White House, Capitol, State Department briefly lose power

An outage affecting several areas in Washington interrupted power to government buildings, including the White House, State Department and the Capitol.

The State Department, according to several Twitter reports, was forced to suspend its daily news briefing when the power was lost.

The White House, however, was affected briefly before the power was returned.
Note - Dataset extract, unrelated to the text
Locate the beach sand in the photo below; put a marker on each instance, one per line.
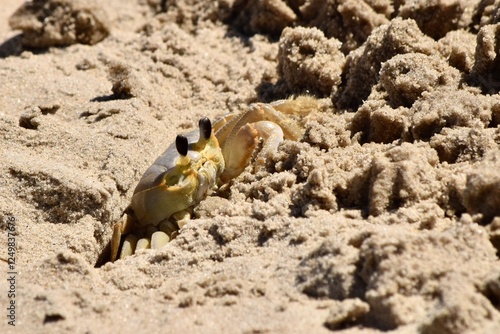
(385, 216)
It’s not clear whether a generator kicked in to return power to the White House complex outage.

At one point during the outage, the Secret Service were forced to manually check bags of hard-pass holders entering the grounds because the outage has shut down their magnetometers and cameras used to check purses and bags for unauthorized materials.

White House spokesman Josh Earnest confirmed the White House outage but said President Obama was in a meeting and didn’t know it had happened before the power was restored.

“Some parts of the White House complex did have to go onto backup power — and some of the issues have been addressed in such a way that we are now back on regular power,” Earnest told reporters Tuesday at his daily press briefing.

“Things are slowly but surely returning to normal at the White House complex,” he said.

“I’m not under the impression that the president was in any way affected by this,” he continued. “I happen to have been in a meeting with him [when the outage occurred] and after the meeting he was told it had occurred.”

Earnest said the outage’s impact on White House workers was “minimal” and “there were some of us who weren’t even aware of it.”

“A complex like the White House has built in redundancies to combat a situation like this,” he said.

Reuters reported that the U.S. Capitol complex for at least several minutes was forced to depend on a backup generator and some Metro stations in Washington were running on emergency lighting.